Dia 16 de julho de 1964. Para apurar denúncias de atividades subversivas no município de São Sebastião do Paraíso. Instaurado no dia 16 de julho de 1964. Feito pelo Primeiro Tenente Sebastião Rodrigues de Moura. Consta uma relação com os nomes de 11 indiciados: Gilberto de Oliveira Gaspar, Carlos Vecci Gaspar, Lázaro Lopes Moreira, [ilegível], José Paes, João Eduardo de Vasconcelos, Braz Alves Vieira, Geraldo Borges Campos, Leopoldo Bortoni, José Garcia Escobar, Mario do Prado Queirós. Esse grupo aparece custodiado pela assinatura de R. Rezende Pimenta e do então deputado estadual Delson Scarano. A folha de identificação do inquérito policial militar número 11 está na pasta 0007 que contem 49 imagens. Quase todos os documentos desta pasta estão danificados, com nomes ilegíveis, faltando parte da página e escuros.


Em agosto de 1964. Conclusão do inquérito presidido pelo Delegado Regional, quanto Braz Alves Vieira e João Eduardo de Vasconcelos. “Quase todos os depoimentos eximem os indiciados em tela, de serem comunistas, agitadores ou subversivos. Queremos crer que os mesmos foram apontados por professarem ideias trabalhistas e se primarem amigavelmente com o “Peba”. Esse é o nosso parecer, confiante, no entanto, num melhor julgamento por parte de Vossas Excelências, a fim de que possa ser feito justiça.” Dia 03 de julho de 1964.

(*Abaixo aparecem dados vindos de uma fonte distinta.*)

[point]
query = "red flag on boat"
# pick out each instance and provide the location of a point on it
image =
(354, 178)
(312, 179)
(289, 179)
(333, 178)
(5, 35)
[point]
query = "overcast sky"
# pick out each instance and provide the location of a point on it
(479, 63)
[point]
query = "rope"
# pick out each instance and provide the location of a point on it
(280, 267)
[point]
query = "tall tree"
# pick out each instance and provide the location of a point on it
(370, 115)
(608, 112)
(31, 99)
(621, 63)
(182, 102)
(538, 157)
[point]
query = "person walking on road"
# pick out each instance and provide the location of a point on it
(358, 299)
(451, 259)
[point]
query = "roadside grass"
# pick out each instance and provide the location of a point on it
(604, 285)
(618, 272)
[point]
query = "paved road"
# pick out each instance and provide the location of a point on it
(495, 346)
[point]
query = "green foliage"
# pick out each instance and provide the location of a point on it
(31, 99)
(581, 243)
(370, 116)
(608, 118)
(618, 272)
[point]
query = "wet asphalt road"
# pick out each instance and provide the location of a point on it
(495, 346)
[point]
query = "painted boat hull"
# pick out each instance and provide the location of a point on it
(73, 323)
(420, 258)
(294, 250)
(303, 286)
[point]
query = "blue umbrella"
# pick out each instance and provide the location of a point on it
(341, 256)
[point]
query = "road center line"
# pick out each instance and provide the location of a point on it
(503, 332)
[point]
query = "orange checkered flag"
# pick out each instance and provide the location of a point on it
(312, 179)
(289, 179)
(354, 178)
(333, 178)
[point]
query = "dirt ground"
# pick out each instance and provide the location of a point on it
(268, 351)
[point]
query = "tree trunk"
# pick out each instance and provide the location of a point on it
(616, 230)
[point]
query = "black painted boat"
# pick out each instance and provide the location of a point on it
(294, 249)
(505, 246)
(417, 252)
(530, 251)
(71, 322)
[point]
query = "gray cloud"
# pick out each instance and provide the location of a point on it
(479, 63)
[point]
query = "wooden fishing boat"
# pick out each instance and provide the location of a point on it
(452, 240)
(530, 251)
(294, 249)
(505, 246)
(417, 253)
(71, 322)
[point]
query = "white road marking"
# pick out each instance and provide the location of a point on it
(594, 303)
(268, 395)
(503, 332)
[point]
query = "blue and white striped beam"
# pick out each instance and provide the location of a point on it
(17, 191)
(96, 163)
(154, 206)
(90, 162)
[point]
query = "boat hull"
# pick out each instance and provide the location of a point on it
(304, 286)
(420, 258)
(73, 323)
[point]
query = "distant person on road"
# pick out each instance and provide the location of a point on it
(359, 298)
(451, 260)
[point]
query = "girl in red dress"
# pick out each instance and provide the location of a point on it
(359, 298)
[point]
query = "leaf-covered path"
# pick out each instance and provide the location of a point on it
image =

Um resumo do número de detidos nos dois primeiros meses do golpe foi elaborado no dia 03 de julho de 1964 pelos agentes do departamento de vigilância social. Até esta data, foram instaurados 67; 882 pessoas tinham sido detidas para averiguações, das quais 674 já haviam sido liberadas sem condições, outras 203 estavam liberadas sob custódia e outras cinco continuavam presas à disposição da justiça militar. Os episódios de abril de 1964, acompanhando o curso dos governos militares tiveram consequências durantes muitos anos.

Uma década após as prisões, alguns cidadãos paraisenses continuaram sendo vigiados pelos órgãos de repressão. Em 27 de março de 1968, em ofício expedido pela delegacia regional do departamento de Polícia Federal do Ministério da Justiça, em Minas Gerais, o chefe da seção de polícia de segurança nacional requer do delegado de vigilância especial informações dos antecedentes políticos de José Paes, bem como a descrição de suas qualificações pessoais e o seu endereço. A vigilância permaneceu quase constante até que esses órgãos fossem extintos, dando origem mecanismos mais democráticos no serviço de inteligência.